Todavía no hay datos oficiales porque el padrón, que es el documento que tiene que proporcionarlos, tardará en actualizarse. Pero el consejero de Inmigración del Gobierno regional, Javier Fernández – Lasquetty, sí tiene la impresión de que el retorno forzoso está afectando más a los varones que a las mujeres porque su tasa de desempleo es notablemente mayor (27% la masculina frente al 15% que representa la femenina).
Los trabajadores rumanos soportan sobre sus hombros mucho del peso de la crisis porque son la comunidad extranjera más numerosa en Madrid. Antes de que comenzara su vuelta al país centroeuropeo, superaban los 200.000.
A esto se suma que una de sus principales fuentes de empleo era la construcción, que pasa por sus horas más bajas desde el inicio del boom inmobiliario a mediados de los años 90. «Aunque algunos se están reciclando a otros sectores, como la seguridad o la agricultura, muchos no tienen otro remedio que marcharse», explica Esteban Navarro, de la Asociación Rumano – Hispania.
En su opinión, contribuye a allanar el camino de vuelta el hecho de que «un billete de autobús cuesta sólo entre 80 y 90 euros, una facilidad que no tienen los latinoamericanos, y que pueden llevarse muchos kilos de equipaje sin problemas».
«Hay gente que puede cobrar el paro, así que se van y vienen a firmar cada tres meses mientras intentan ir haciendo chapuzas allí a la espera de que pase la crisis», añade Navarro. Sólo el 14,7% de los inmigrantes adoptivos de Madrid pueden percibir un subsidio por desempleo y más de un 6% no tienen ni trabajo ni un céntimo que echarse a la cuenta bancaria a final de mes.

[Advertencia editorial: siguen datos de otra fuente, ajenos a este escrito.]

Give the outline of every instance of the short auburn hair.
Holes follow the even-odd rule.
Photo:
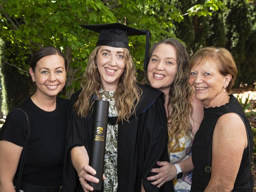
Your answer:
[[[191,58],[189,68],[191,69],[195,65],[204,63],[207,61],[217,64],[219,71],[222,75],[231,75],[232,78],[226,88],[228,92],[230,93],[237,74],[237,69],[230,52],[221,47],[202,48],[196,52]]]

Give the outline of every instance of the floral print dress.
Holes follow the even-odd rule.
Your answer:
[[[108,116],[117,116],[115,107],[114,91],[100,90],[102,100],[109,102]],[[104,181],[105,192],[115,192],[117,189],[117,133],[118,125],[108,124],[105,153],[104,174],[106,180]]]
[[[180,146],[178,149],[170,153],[171,163],[175,164],[185,160],[191,155],[191,150],[193,139],[190,131],[181,136],[179,139]],[[174,192],[189,192],[192,182],[192,173],[183,174],[182,178],[173,179]]]

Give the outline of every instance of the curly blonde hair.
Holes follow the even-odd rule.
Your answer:
[[[100,89],[102,87],[100,75],[97,66],[97,54],[101,46],[96,47],[89,57],[80,85],[82,90],[74,108],[80,116],[85,117],[92,111],[94,100],[101,99]],[[135,114],[142,90],[136,84],[136,69],[129,50],[124,49],[126,69],[120,77],[114,95],[115,106],[118,113],[118,121],[129,122],[129,118]]]
[[[171,152],[179,147],[179,138],[188,132],[190,126],[189,116],[192,111],[191,103],[193,92],[188,83],[189,77],[189,57],[184,46],[174,39],[161,40],[154,44],[149,52],[150,58],[159,45],[171,45],[177,51],[177,72],[174,81],[169,92],[167,117],[169,133],[168,151]],[[145,72],[144,82],[150,85],[147,72]]]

La situación también es especialmente peliaguda para los alrededor de 60.000 bolivianos que residen en la región, aunque por diferentes causas que los rumanos. «Es una migración relativamente nueva, de hace cinco o seis años, y cerca del 40% – 45% de los trabajadores aún no tienen papeles, así que no pueden acogerse a las prestaciones sociales», apunta Hugo Bustillos, de la Asociación de Cooperación Bolivia España.
Como muchos han tenido un trabajo precario no habían podido reagrupar aún a la familia aquí, por lo que la vuelta es relativamente más sencilla. Se calcula que entre un 5% y un 10% de los residentes en Madrid están comprando billetes sólo de ida rumbo a La Paz.
Los rumanos y bolivianos que abandonan la capital podrían plantearse emigrar en el futuro a otros destinos, como están haciendo sus compatriotas. Los primeros, a Canadá o a Australia; los segundos, a Brasil, Argentina o Chile.